Design Strategy

Learn how to explain an AI system in order to improve the user experience.

Design Strategy Overview

Based on industry and academic research, we propose the following design strategy for explainability in AI. This strategy is the beginning of a conversation; we hope you will experiment, play, use, and break what you see here and send us your feedback so that we can continue to iterate!

01. Users
Who are your users and why do they need an explanation?

Identify the distinct groups of people who are interested in explanations from your AI system and understand the nuances within these groups. There will likely be varying degrees of factors such as domain expertise, self-confidence, attitudes towards AI, and knowledge of how AI works, all of which can influence trust and how people understand the system. For each user group, identify what triggers a need for an explanation as well as the underlying motivations and expectations. 

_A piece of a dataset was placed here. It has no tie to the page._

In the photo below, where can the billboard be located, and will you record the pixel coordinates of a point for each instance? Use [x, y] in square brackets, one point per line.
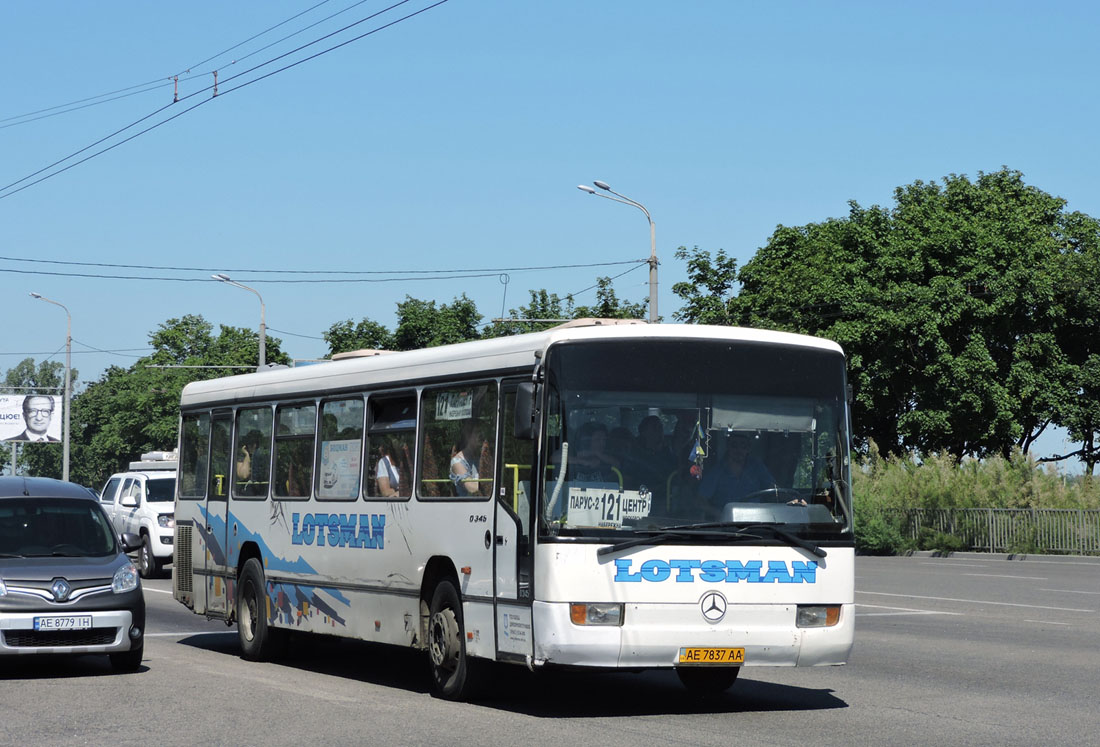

By identifying and understanding your users, you can ensure the explanation matches their needs and capabilities.There are typically four distinct groups to consider:

User Group

Decision Makers

The people making decisions with AI
WHO

Decision makers are people who use the recommendations of an AI system to make a decision, such as a physician or loan officer.

WHY

Decision makers seek explanations that can build their trust and confidence in the system’s recommendations and possibly provide them with additional insight to improve their future decisions and understanding of the system. These users will have a high need for domain sophistication, but will also have less tolerance for complex explanations.

User Group

Affected Users

The people affected by the decisions
WHO

Affected users are people who are impacted by the recommendations made by an AI system, such as patients or loan applicants. In some scenarios, a person may be both a decision maker and affected user.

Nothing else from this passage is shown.